Let’s contrast that to a terrorist attack in Germany the very same week where 12 people died as a result of a vehicular terrorist attack.  As soon as that happened, social media and news outlets were seemingly ablaze with people posting their condolences and a new variant of the pray for insert-white-city-name-here hashtag.

Why is that? I self-reflected on this for a bit and tried to come up with a list of reasons for this apparent asymmetry in fucks given.

Deviation From Normal

“If tomorrow I tell the press that like a gang banger, will get shot, or a truckload of soldiers will be blown up, nobody panics, because it’s all, part of the plan. But when I say that one, little old mayor will die, well then everyone loses their minds!”

This line from the Joker in the Dark Knight perfectly encapsulates the desensitization that our western civilization has to death and violence in the Middle East.  We’re so used to it happening there that it simply fails to register any more.  It’s “normal”.

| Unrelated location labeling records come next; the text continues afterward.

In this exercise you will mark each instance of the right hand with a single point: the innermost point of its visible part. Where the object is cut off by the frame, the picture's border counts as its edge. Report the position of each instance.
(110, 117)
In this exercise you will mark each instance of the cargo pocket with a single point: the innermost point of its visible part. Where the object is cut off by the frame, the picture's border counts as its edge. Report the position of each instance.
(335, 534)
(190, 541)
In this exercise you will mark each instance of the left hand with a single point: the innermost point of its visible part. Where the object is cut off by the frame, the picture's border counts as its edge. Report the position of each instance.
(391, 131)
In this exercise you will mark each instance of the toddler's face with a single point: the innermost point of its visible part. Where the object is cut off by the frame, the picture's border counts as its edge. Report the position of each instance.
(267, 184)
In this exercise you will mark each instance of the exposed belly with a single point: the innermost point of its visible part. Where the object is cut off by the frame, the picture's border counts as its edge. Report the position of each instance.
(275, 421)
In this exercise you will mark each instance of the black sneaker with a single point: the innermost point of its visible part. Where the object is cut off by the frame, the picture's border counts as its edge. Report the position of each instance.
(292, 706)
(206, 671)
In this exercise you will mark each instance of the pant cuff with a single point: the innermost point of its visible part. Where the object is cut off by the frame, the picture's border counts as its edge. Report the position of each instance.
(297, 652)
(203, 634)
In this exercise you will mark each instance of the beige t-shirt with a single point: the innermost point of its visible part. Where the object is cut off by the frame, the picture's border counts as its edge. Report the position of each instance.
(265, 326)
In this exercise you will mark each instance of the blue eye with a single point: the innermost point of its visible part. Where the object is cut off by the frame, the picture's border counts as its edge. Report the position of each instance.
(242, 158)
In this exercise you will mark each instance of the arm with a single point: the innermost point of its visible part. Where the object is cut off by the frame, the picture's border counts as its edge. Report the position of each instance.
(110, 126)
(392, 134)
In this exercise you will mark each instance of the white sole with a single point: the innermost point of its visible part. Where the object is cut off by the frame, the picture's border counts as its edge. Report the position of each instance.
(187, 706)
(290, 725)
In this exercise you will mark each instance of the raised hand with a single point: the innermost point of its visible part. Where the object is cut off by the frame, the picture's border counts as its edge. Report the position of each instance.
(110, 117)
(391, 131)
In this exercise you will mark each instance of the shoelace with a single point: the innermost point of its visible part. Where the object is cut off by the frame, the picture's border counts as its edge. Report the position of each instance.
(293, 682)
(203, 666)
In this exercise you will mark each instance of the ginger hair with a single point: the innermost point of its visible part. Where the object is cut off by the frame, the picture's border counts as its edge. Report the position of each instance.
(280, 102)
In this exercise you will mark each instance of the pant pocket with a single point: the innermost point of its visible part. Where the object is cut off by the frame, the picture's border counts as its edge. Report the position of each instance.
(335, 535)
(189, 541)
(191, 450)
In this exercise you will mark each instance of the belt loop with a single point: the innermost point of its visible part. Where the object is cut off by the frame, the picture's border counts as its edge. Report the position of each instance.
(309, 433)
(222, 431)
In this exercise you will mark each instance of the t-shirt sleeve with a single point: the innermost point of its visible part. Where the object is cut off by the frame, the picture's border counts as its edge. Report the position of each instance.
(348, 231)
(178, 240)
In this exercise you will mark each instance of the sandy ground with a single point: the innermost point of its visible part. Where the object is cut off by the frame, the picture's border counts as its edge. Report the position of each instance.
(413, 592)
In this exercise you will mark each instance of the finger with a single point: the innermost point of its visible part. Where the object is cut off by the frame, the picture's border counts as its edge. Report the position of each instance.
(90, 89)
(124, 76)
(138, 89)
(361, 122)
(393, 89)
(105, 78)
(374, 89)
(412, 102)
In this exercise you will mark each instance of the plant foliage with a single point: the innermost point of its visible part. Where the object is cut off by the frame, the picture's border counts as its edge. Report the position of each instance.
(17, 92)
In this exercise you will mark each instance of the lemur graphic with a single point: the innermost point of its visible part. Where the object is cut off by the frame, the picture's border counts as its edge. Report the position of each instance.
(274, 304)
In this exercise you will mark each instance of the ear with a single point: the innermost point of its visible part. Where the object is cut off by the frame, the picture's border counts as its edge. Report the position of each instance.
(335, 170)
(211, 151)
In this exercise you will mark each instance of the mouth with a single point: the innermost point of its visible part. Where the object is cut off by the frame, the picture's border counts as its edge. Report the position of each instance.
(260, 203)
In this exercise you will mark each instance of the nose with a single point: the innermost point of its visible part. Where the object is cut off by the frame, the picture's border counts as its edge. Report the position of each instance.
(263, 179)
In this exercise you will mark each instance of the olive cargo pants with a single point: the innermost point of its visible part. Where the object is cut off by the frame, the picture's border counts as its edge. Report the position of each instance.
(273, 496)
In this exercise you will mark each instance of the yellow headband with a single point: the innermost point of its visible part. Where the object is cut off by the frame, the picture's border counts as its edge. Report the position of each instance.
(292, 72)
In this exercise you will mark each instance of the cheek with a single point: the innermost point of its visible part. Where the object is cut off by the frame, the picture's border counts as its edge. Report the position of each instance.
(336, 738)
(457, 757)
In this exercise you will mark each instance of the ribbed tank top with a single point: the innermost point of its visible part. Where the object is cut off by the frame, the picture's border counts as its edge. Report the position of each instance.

However, when something similarly terrible befalls a place like Berlin, we take notice.  It’s not supposed to happen there.  That spooks us because, if it can happen there, then what’s to prevent it from happening here where any one of us are?

Race and Ethnicity

While I think the deviation from normal justification is a good chunk of it, I can’t help but wonder if things would be different if the people being blown up in the Middle East were white.

It’s easy to dissociate yourself when the people don’t look like you.  It’s hard to have empathy.  I don’t mean this in a cynical, race-baiting way.  It’s just the way our neural circuits are hardwired.  Our cavemen forebears probably learned the hard way that engaging with the “other” looking cavemen from other tribes could get you conked in the head and, over time, probably evolved to be more empathetic towards similar looking cavemen.

Too Many Degrees of Separation

We all probably know someone who lives in Germany like that blonde international kid from college who pounded 12 beers a night, 5 nights a week.  Maybe we’ve even visited ourselves and thought that one clandestine nightclub that blared deep house music until 7 in the morning was the greatest venue ever.

But Aleppo?  We almost certainly will never go there without being eliminated by a drone or at the very least put on some crazy government watch list along with our pal, Edward Snowden.  Chances are also solid that we know very few people from that area.

Aleppo and the rest of the Middle East might as well be set in a Tolkienesque fantasy world that resembles nothing like our own.  Our sense of connectedness to it and, by extension, the people who live there is tenuous at best.

So what?

I tend to favor Hanlon’s razor in things like this, which basically says to not assume malice when simpler human follies like neglect and misunderstanding can be blamed.  We are not malicious or callous (I hope), although the end result is more or less the same.  We have, however, internalized these things for various reasons.

What makes racial issues like these particularly pernicious is intent.  We are all well meaning, but as long as we choose to ignore the reality that our intents don’t matter so much as the actual result, then the world will always tilt towards one set of people over the rest.

The challenge is to rise above that and become conscious and deeply aware of these biases. We should care about humanity in its most absolute sense.  It’s a difficult task, but it’s one we can each do.  I think we can do better in our compassion.